Premier Wielkiej Brytanii Theresa May ostrzegła w poniedziałek swych przeciwników z rządzącej Partii Konserwatywnej, że alternatywą wobec proponowanego przez nią porozumienia w sprawie Brexitu jest brak porozumienia.
- Sądzę, że alternatywą wobec tego jest brak porozumienia - powiedziała May w telewizji BBC. Dodała, że jedynym sposobem, aby nie doszło do przywrócenia fizycznej granicy między wchodzącą w skład Zjednoczonego Królestwa Irlandią Północną a Irlandią jest "bezproblemowy przepływ towarów" między nimi - bez ceł i kontroli.
Wielka Brytania powinna opuścić Unię Europejską 29 marca 2019 roku, ale na razie w negocjacjach z Brukselą nie osiągnięto jeszcze porozumienia w sprawie warunków wyjścia i przyszłych relacji.
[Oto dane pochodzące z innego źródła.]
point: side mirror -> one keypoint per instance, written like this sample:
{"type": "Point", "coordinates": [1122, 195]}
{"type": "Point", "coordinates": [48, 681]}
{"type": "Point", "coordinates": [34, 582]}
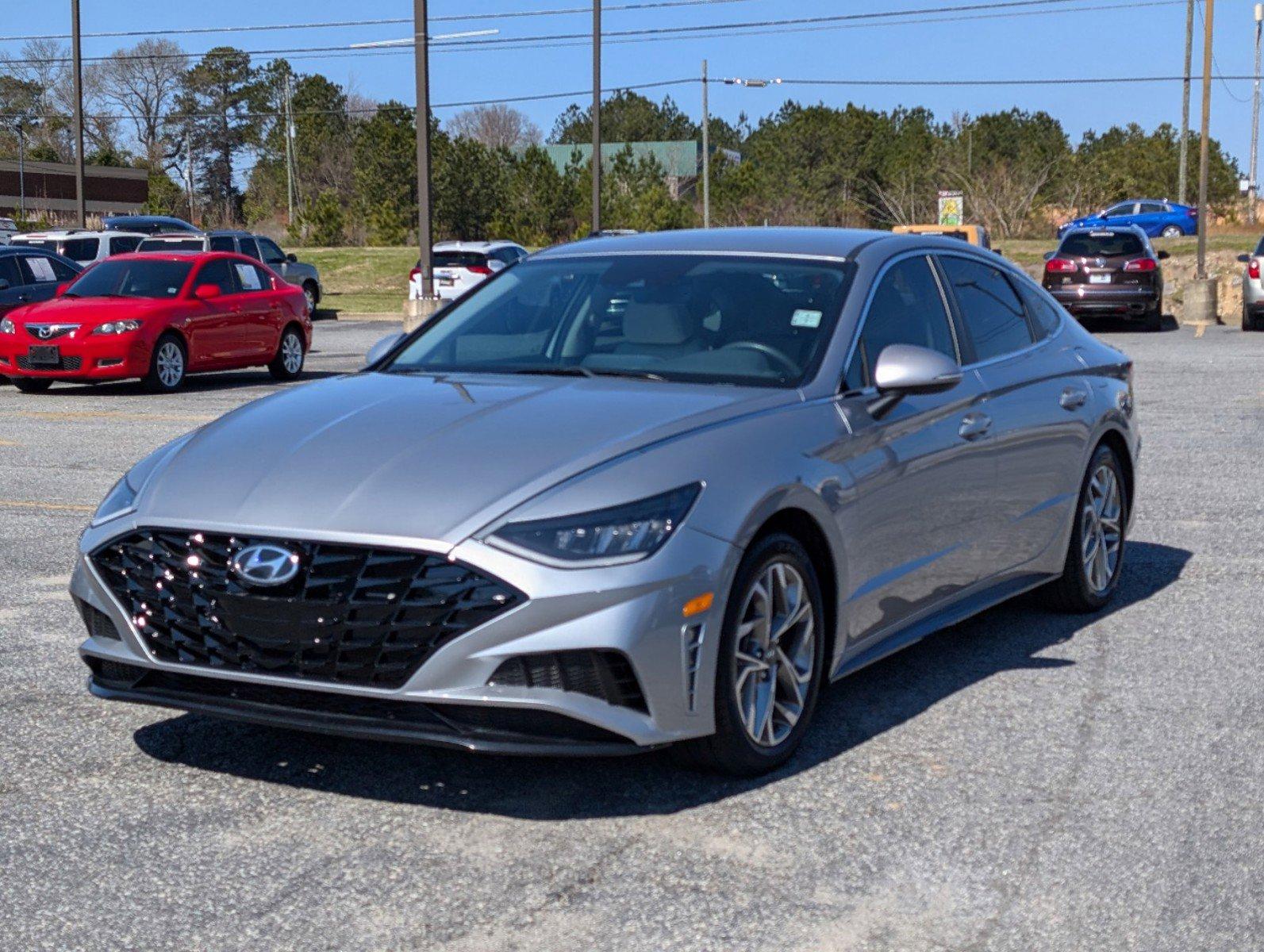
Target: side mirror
{"type": "Point", "coordinates": [378, 351]}
{"type": "Point", "coordinates": [904, 368]}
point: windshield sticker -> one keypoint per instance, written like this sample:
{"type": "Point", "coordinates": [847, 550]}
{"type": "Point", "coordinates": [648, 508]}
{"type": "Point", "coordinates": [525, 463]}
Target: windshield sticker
{"type": "Point", "coordinates": [42, 270]}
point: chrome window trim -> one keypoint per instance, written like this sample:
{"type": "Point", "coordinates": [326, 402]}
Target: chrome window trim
{"type": "Point", "coordinates": [869, 302]}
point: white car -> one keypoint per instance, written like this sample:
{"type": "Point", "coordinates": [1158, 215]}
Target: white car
{"type": "Point", "coordinates": [81, 245]}
{"type": "Point", "coordinates": [459, 266]}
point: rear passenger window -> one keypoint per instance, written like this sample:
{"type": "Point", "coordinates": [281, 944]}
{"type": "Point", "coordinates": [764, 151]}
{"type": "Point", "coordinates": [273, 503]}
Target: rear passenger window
{"type": "Point", "coordinates": [1044, 313]}
{"type": "Point", "coordinates": [906, 309]}
{"type": "Point", "coordinates": [990, 308]}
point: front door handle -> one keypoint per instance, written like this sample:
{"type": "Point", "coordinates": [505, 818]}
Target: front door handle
{"type": "Point", "coordinates": [974, 425]}
{"type": "Point", "coordinates": [1072, 398]}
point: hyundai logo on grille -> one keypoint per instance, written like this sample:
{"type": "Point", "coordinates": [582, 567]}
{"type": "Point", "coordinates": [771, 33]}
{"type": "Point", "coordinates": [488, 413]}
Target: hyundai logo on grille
{"type": "Point", "coordinates": [266, 564]}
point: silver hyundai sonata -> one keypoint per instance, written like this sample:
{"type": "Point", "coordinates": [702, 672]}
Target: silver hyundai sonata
{"type": "Point", "coordinates": [655, 489]}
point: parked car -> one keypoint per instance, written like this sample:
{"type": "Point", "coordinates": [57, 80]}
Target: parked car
{"type": "Point", "coordinates": [148, 224]}
{"type": "Point", "coordinates": [81, 245]}
{"type": "Point", "coordinates": [1158, 219]}
{"type": "Point", "coordinates": [252, 245]}
{"type": "Point", "coordinates": [459, 266]}
{"type": "Point", "coordinates": [974, 234]}
{"type": "Point", "coordinates": [158, 317]}
{"type": "Point", "coordinates": [28, 276]}
{"type": "Point", "coordinates": [539, 526]}
{"type": "Point", "coordinates": [1108, 272]}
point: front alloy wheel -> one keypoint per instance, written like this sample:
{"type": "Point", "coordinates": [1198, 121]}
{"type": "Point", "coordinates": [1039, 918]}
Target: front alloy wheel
{"type": "Point", "coordinates": [770, 666]}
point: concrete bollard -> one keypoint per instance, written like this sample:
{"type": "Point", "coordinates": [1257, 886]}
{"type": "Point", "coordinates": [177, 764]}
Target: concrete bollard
{"type": "Point", "coordinates": [1201, 302]}
{"type": "Point", "coordinates": [417, 311]}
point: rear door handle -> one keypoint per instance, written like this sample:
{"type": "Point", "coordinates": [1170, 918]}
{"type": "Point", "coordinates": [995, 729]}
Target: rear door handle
{"type": "Point", "coordinates": [1072, 398]}
{"type": "Point", "coordinates": [974, 425]}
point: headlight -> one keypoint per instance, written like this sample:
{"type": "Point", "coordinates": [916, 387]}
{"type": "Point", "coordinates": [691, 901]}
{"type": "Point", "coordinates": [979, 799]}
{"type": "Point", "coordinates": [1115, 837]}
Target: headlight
{"type": "Point", "coordinates": [618, 534]}
{"type": "Point", "coordinates": [117, 326]}
{"type": "Point", "coordinates": [119, 501]}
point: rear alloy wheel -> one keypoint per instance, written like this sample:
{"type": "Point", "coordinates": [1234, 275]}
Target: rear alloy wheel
{"type": "Point", "coordinates": [167, 366]}
{"type": "Point", "coordinates": [1096, 554]}
{"type": "Point", "coordinates": [770, 662]}
{"type": "Point", "coordinates": [289, 362]}
{"type": "Point", "coordinates": [31, 385]}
Głównym punktem spornym pozostaje kwestia granicy z Irlandią.
Przedstawione w lipcu i forsowane przez May rozwiązania, tzw. plan z Chequers, nie podobają się jednak przedstawicielom eurosceptycznej frakcji w Partii Konserwatywnej, którzy uważają m.in., że w ten sposób Irlandia Północna znajdzie się częściowo pod jurysdykcją unijną, a to byłoby podważaniem integralności terytorialnej państwa. Eurosceptycy grożą, że doprowadzą do upadku rządu, czego prawdopodobną konsekwencją będzie wyjście z UE bez umowy, gdyż na jej zawarcie zabraknie czasu.
Szefową brytyjskiego rządu atakuje przede wszystkim były minister spraw zagranicznych Boris Johnson, który w poniedziałek na łamach dziennika "Daily Telegraph" napisał m.in., iż plan z Cheqeurs oznacza, że "po raz pierwszy od 1066 roku nasi przywódcy dobrowolnie zgadzają się na zagraniczne rządy".